Yes, we would expect the UK to remain a member of the WTO which is an advisory/co-ordinating body rather than a supra-national quasi-government. The obvious point is that the WTO has no rule stipulating minimum or default tariffs.
(Nobody questioned why the BRC specifically mentioned Bangladeshi clothes or Chilean wine. It turns out that they were cherry picking:
Bangladesh has been a WTO member since 1995 and, as a least developed country, benefits from the EU's “Everything but Arms” arrangement, which grants duty free, quota free access for all exports, except arms and ammunition.
The EU and Chile concluded an Association Agreement in 2002, which included a comprehensive Free Trade Agreement that entered into force in February 2003. The EU-Chile Free Trade Agreement is broad and comprehensive and covers all the areas of EU-Chile trade relations.)
Daniel Hannan, who is good on principles but useless on facts fell for it, as gleefully reported by The Daily Mirror, and tweeted thusly:
This is idiotic. Chilean wine 14% more expensive? It's currently subject to a 32% EU tariff, which we can now scrap.
Haha! cry the Bremoaners, he didn't know that there was an EU-Chile FTA! Others pointed out that the EU default tarrif on wine is 8p per bottle (although some official sources did incorrectly give the figure as 32%, which is about par for the course for EU tariffs on food, so a forgivable mistake on Hannan's part).

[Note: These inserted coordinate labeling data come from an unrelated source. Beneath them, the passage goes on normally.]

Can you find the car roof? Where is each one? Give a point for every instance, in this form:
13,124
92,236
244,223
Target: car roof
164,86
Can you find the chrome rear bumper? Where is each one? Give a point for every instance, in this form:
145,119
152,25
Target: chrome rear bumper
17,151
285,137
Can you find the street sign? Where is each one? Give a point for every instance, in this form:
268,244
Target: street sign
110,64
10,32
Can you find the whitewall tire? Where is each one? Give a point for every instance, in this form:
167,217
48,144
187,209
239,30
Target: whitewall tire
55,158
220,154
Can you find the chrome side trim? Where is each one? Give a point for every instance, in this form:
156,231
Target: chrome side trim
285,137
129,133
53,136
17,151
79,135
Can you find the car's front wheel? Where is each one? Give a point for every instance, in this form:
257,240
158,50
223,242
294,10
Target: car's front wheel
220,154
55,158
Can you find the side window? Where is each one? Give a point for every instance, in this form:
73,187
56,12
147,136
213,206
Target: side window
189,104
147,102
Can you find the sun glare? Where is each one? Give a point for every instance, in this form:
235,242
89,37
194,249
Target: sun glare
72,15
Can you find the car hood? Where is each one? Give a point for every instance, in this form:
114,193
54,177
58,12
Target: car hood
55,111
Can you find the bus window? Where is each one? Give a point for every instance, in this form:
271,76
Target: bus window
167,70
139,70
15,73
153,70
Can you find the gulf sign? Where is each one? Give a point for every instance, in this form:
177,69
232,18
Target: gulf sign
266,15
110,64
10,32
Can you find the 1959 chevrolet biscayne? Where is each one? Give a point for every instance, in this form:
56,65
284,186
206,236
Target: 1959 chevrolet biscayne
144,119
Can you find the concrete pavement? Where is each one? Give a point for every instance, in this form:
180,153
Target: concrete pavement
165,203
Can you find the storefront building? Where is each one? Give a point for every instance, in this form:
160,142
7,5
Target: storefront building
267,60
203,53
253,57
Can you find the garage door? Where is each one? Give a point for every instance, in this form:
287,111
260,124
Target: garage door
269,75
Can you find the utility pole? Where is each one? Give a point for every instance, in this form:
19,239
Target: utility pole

So, they argue, Hannan's lack of grasp of finer detail undermines his general point! No it doesn't. His general point was and is sound.
And so bloody what? The BRC were clearly cherry picking examples, thus making their whole letter questionable, and they still haven't explained where it says that WTO members must impose a minimum tariff of 14% on imported wine. Because it simply doesn't, I've checked.
The final point is the general principle of continuity of international treaties, so if the UK leaves the EU, we are then almost automatically in a UK-Bangladesh FTA and a UK-Chile FTA on the same terms and conditions as the EU-Bangladesh FTA or the EU-Chile FTA, and so on, until and unless one party abrogates it.